View Single Post
11-19-2012, 05:59 PM
#23
Registered User

Join Date: Jan 2006
Location: bohemia
Country:
Posts: 4,846
vCash: 500
Quote:
 Originally Posted by barneyg Your math problem (Gretzky's effect on Anderson, Lemieux's effect on Rob Brown..) is the anti-stats people complaint in a nutshell -- "hockey's a team game, so individual stats have to be flawed and you can't predict them". My personal opinion is exactly the same if you replace "you can't" with "it's tough to".
I'm not really trying to predict future values of Y, although I would expect a good model to have good predictive value (once the values for the variables are input). I'm more interested in trying to level the ground for comparison. From what I've seen, the production of a Gretzky or Lemieux is usually not heavily influenced by the linemate/teammate effect, while the production of their teammates often is heavily influenced by playing with such great players.
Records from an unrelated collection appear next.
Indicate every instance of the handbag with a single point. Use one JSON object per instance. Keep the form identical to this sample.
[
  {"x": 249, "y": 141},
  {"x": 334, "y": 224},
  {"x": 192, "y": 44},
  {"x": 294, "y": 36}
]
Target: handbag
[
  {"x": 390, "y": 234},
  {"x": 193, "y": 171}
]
Basically, I'm trying to remove the "Gretzky/Lemieux/Orr/? had a great year and some other players came along for the ride" effect in an objective manner, since it could substantially influence observed Y.

Quote:
 Originally Posted by barneyg Not sure your model with the dummy variables would achieve your objective per se -- the Gretzky dummy would only be equal to 1 for observations pertaining to Gretzky... Coffey would only have the Coffey dummy.. Kurri, the Kurri dummy... if Anderson had been free-riding on all those guys you still wouldn't catch it.
In the model with dummy variables, I'm not trying to capture any teammate effects (at least not at this point). The dummy variables for each player were to filter out the effect of that player's quality on the observed Y (individual's points that season), so that Gretzky's points at age A in Season S wouldn't be expected to be the same as a "normal" first line player at age A in season S.

Quote:
 Originally Posted by barneyg You're basically looking for a "quality of teammates" measure.. instead of going all the way into a different model with thousands of observations (every player, every year), couldn't you come up with a measure of how "concentrated" Y is? i.e. Y is adjusted scoring of top N players, what is the % of those N players that play on the top X teams? i.e. if in 1983-84 you have 5 Oilers and 3 Bruins out of the top 21 players, that's a "top 2 team" concentration of 8/21 = 38%. Of maybe some measure of distance between the very top player (Gretz 205) and the best player not on the Oilers (Goulet 121)..
I think this is a very good idea, and exactly the kind of input I was hoping for to improve the model in an objective manner.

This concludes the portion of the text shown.